The \( p \)-value in hypothesis testing helps determine the strength of evidence against the null hypothesis. A small \( p \)-value (usually less than 0.05) suggests strong evidence against the null hypothesis.

Answer 1

Step 1: Define the problem setup.
The number of heads, \( X \), follows a binomial distribution: \[ X \sim {Binomial}(n = 100, \, p = 0.5) \] The sample proportion of heads is: \[ \hat{\mu} = \frac{60}{100} = 0.6 \] Step 2: Apply the Central Limit Theorem.
For large \( n \), the binomial distribution can be approximated by a normal distribution with mean \( \mu = 0.5 \) and standard deviation \( \sigma = \sqrt{\frac{p(1 - p)}{n}} \).
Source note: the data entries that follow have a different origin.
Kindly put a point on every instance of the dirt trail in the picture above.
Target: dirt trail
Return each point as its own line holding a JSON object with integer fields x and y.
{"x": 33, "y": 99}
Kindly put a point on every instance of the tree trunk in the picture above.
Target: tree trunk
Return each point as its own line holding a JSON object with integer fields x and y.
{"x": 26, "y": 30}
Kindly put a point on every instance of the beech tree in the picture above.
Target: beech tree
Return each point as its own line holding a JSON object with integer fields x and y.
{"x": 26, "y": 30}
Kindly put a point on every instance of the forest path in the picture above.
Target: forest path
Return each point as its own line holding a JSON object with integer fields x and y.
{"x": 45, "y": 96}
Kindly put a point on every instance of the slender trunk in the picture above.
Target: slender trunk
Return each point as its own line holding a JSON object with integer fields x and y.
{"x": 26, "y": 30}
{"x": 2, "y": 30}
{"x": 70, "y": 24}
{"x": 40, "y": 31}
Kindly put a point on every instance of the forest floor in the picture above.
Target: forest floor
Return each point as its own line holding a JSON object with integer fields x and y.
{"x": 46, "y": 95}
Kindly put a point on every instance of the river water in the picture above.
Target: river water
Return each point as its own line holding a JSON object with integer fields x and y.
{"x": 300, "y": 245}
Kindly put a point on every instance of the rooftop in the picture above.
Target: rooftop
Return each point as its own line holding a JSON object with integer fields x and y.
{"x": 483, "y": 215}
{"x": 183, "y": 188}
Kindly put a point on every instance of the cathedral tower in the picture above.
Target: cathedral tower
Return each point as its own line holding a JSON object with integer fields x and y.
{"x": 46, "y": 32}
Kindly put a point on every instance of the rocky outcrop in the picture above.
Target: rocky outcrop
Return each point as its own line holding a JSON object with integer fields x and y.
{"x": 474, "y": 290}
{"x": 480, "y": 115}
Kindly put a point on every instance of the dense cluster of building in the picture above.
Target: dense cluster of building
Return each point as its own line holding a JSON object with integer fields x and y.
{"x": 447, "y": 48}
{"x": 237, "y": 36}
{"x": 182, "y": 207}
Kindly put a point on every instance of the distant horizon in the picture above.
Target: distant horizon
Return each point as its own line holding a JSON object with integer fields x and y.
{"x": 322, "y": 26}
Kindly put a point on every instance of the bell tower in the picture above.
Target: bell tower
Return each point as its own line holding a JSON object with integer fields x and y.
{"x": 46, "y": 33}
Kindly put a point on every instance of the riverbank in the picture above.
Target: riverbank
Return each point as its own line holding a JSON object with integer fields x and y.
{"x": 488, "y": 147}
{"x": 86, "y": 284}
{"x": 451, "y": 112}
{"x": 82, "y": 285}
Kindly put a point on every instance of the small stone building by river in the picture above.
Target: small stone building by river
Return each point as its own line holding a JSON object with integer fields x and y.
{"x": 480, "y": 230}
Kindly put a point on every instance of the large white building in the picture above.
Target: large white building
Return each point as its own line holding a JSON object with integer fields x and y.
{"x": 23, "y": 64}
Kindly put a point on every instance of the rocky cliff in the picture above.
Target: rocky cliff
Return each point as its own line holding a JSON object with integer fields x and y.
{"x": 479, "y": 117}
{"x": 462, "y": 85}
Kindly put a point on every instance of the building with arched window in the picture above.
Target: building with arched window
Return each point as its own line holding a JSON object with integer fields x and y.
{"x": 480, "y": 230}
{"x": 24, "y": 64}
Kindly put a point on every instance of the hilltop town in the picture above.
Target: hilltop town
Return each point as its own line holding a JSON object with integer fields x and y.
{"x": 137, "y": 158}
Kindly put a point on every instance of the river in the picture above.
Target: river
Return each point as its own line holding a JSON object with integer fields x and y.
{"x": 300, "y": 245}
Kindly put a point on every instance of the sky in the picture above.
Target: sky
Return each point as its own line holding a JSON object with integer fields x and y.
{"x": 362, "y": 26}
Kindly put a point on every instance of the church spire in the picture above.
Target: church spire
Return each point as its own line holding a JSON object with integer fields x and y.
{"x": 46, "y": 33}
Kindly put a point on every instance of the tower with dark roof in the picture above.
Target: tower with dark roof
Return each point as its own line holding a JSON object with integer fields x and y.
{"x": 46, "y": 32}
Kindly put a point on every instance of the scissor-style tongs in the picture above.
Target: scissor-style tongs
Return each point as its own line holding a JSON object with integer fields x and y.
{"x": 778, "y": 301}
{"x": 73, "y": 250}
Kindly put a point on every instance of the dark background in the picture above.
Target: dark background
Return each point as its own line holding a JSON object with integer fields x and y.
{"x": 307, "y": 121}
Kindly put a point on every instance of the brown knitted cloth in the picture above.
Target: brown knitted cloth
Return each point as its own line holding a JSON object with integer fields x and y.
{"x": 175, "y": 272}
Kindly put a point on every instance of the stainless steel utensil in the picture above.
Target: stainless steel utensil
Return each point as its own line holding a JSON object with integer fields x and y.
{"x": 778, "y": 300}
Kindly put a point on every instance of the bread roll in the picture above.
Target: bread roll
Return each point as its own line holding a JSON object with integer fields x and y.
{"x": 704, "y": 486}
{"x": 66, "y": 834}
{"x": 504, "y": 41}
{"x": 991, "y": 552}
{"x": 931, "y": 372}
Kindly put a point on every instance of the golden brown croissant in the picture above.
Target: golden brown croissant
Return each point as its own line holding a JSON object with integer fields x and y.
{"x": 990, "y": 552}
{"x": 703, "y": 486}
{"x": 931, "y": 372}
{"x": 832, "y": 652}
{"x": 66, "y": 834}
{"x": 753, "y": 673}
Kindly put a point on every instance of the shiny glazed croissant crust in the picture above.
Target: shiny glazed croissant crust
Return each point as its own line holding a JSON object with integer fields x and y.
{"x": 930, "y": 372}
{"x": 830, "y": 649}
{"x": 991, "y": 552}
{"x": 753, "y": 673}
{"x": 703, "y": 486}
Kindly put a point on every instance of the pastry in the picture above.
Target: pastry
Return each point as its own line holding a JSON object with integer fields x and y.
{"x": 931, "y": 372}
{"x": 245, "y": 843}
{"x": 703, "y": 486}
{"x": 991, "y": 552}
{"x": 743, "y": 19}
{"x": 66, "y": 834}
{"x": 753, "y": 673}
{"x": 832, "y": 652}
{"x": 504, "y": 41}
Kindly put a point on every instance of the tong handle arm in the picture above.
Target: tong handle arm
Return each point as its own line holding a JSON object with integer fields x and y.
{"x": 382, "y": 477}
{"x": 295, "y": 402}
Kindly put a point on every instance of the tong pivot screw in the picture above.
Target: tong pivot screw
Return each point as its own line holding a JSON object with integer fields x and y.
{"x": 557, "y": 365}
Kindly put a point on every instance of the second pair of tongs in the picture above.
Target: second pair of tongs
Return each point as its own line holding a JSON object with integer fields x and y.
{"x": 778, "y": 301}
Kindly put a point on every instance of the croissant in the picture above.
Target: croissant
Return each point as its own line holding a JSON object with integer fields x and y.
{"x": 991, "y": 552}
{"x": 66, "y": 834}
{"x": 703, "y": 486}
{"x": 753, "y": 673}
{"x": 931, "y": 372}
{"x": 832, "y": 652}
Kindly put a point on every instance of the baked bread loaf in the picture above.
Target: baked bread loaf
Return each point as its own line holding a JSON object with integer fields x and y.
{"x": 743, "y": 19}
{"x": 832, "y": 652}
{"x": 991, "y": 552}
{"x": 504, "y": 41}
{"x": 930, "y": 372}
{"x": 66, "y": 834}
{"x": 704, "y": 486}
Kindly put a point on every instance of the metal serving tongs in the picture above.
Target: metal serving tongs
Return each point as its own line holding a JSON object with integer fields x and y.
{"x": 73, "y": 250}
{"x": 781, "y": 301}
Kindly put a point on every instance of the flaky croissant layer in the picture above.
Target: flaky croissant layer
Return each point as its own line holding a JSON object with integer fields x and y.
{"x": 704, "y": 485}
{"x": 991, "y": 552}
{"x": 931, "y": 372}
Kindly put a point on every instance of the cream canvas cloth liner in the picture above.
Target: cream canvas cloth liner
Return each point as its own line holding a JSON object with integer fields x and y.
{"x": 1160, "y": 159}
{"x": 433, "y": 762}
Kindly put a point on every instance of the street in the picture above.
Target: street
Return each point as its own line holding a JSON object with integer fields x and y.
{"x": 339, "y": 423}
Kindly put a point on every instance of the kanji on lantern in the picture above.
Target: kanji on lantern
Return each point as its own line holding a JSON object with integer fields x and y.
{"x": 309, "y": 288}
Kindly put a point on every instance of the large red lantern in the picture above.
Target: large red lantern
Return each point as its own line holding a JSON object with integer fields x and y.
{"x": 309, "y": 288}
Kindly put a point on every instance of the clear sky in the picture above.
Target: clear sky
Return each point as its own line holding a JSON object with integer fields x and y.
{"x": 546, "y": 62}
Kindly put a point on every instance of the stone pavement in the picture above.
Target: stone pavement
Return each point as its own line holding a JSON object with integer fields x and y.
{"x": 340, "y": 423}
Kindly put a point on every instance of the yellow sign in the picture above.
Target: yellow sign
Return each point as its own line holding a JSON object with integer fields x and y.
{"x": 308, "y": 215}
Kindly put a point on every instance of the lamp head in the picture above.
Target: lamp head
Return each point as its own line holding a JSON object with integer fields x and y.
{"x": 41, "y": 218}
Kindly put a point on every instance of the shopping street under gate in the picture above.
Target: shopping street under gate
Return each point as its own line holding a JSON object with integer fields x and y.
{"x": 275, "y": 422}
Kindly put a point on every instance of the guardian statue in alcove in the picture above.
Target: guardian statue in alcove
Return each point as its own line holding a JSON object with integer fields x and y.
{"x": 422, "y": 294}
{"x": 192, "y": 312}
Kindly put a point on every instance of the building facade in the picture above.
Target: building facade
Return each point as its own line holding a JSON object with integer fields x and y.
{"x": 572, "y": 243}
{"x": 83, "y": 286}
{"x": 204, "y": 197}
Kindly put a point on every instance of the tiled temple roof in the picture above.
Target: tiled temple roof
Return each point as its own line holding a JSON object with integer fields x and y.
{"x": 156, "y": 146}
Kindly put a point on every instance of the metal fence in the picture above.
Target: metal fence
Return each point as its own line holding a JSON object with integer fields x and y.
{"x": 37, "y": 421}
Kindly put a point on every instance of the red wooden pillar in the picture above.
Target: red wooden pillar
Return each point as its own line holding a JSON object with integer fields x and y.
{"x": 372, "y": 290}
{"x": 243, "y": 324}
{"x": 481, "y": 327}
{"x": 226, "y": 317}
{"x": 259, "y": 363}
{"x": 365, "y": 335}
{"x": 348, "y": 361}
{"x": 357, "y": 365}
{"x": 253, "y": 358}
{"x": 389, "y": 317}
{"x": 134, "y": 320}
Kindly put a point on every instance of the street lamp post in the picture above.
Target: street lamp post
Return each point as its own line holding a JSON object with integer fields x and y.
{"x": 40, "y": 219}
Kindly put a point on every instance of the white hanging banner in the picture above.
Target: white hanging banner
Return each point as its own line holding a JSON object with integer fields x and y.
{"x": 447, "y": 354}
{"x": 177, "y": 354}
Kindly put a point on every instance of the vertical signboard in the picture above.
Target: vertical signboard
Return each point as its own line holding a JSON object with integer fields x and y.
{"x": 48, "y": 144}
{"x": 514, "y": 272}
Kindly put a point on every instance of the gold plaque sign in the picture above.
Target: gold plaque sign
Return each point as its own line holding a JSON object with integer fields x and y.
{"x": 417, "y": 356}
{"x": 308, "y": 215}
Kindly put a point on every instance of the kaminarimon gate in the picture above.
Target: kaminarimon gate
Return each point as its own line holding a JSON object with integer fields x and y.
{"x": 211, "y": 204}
Here, \( p = 0.5 \) and \( n = 100 \), so: \[ \sigma = \sqrt{\frac{0.5(1 - 0.5)}{100}} = \sqrt{\frac{0.25}{100}} = \frac{0.5}{\sqrt{100}} = 0.05 \] Step 3: Compute the \( Z \)-score.
The \( Z \)-score is given by: \[ Z = \frac{\hat{\mu} - \mu}{\sigma} = \frac{0.6 - 0.5}{0.05} = \frac{0.1}{0.05} = 2 \] Step 4: Find the \( p \)-value.
The \( p \)-value corresponds to the probability of observing a \( Z \)-score greater than or equal to 2. From the standard normal distribution table, \( P(Z \leq 2) = 0.977 \). Since the test is one-tailed (right tail), the \( p \)-value is: \[ p = 1 - P(Z \leq 2) = 1 - 0.977 = 0.023 \] So, the \( p \)-value is \( 0.023 \).